Dans une démocratie, personne ne devrait mourir pour un dessin ou pour une prière. Tel n'est pas le cas en France, cible idéale du fait de son passé impérial et de son interventionnisme international toujours intact. Mais face à la barbarie, les caricatures de Mahomet ne sont pas la meilleure des réponses. Imposer l'enseignement de l'histoire à tous est plus approprié, estime notre chroniqueur Dominique Moïsi.

"L'Écriture ou la vie" : c'était le titre d'un très beau livre de Jorge Semprun publié en 1994. "La Caricature ou la vie", ce pourrait être le résumé du défi auquel fait face la France depuis 2015 et les assassinats à "Charlie Hebdo". L'arme blanche a remplacé l'arme à feu, les victimes ne sont plus des caricaturistes, mais des cibles choisies avec soin : un professeur, mort pour avoir parfaitement rempli les devoirs de sa charge éducative, et des fidèles assassinés dans leur église : des symboles de la foi laïque ou religieuse.

Dans une démocratie, personne ne devrait mourir pour un dessin ou pour une prière.
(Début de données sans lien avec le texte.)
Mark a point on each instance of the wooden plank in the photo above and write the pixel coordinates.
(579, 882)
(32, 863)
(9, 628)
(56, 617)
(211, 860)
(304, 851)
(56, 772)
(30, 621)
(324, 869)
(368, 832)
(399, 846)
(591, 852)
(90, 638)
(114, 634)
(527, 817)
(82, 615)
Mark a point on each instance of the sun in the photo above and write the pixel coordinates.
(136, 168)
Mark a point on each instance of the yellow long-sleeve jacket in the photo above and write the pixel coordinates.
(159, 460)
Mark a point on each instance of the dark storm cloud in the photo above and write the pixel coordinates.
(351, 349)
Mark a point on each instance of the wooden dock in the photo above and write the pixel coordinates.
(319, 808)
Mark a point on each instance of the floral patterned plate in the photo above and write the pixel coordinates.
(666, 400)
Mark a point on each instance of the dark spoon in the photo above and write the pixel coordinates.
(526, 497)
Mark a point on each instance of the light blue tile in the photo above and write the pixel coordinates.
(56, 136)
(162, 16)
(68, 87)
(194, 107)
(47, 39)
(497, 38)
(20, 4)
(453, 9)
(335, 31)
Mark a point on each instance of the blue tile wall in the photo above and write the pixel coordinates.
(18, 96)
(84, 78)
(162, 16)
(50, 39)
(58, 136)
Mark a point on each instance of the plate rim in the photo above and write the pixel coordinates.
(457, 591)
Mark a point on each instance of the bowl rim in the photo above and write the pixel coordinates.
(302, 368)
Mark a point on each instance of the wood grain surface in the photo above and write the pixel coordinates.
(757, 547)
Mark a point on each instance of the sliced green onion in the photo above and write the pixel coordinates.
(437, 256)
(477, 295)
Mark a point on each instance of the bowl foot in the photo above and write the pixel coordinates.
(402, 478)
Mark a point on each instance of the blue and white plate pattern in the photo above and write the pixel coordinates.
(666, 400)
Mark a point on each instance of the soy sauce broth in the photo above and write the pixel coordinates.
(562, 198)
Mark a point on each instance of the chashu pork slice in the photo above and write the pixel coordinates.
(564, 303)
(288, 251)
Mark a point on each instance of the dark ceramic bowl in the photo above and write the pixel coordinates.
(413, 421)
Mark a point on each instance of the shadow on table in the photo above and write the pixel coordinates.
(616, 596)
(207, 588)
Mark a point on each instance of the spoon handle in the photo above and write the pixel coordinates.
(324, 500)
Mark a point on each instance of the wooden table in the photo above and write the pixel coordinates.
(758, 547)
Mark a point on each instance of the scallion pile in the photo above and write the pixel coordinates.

Mais tel n'est pas le cas en France.

À l'origine de cette crise, il y a un mot : celui de "laïcité".

Sur les réseaux sociaux, Al Qaida et d'autres groupes fondamentalistes mobilisent les énergies meurtrières de futurs terroristes. "L'Islam est attaqué en la personne du Prophète, défendez-le."

Les encouragements d'Erdogan

Dans leur instinct de mort, les fondamentalistes se sentent encouragés par les diatribes populistes et anti-françaises du président turc Erdogan . Mais il n'y a pas que cela : vaincus sur le terrain militaire en Syrie et en Irak, humiliés sur le terrain diplomatique par la normalisation "sans conditions" entre plusieurs pays arabes et l'État d'Israël, les fondamentalistes musulmans se replient sur le thème de l'Islam agressé. La France constitue pour eux une cible idéale en termes de visibilité et de vulnérabilité. La France est visible du fait de son passé impérial et de son interventionnisme international toujours intact. Elle est vulnérable en raison de ce que représentent les caricatures dans son identité et sa culture.

Pour le monde anglo-saxon, "l'affaire des caricatures" ne fait qu'exacerber la tension existant déjà entre la France et l'Islam, et pas seulement l'islam le plus radical. À l'origine de cette crise, il y a un mot : celui de "laïcité". Cette quatrième religion française n'approfondit-elle pas le fossé entre la République jacobine et l'Islam ? Et cela d'autant plus qu'il existe un décalage - qui ne s'est pas réduit avec le temps - entre l'affirmation d'égalité, qui est à la base du projet républicain, et la "réalité des banlieues" sur le terrain ?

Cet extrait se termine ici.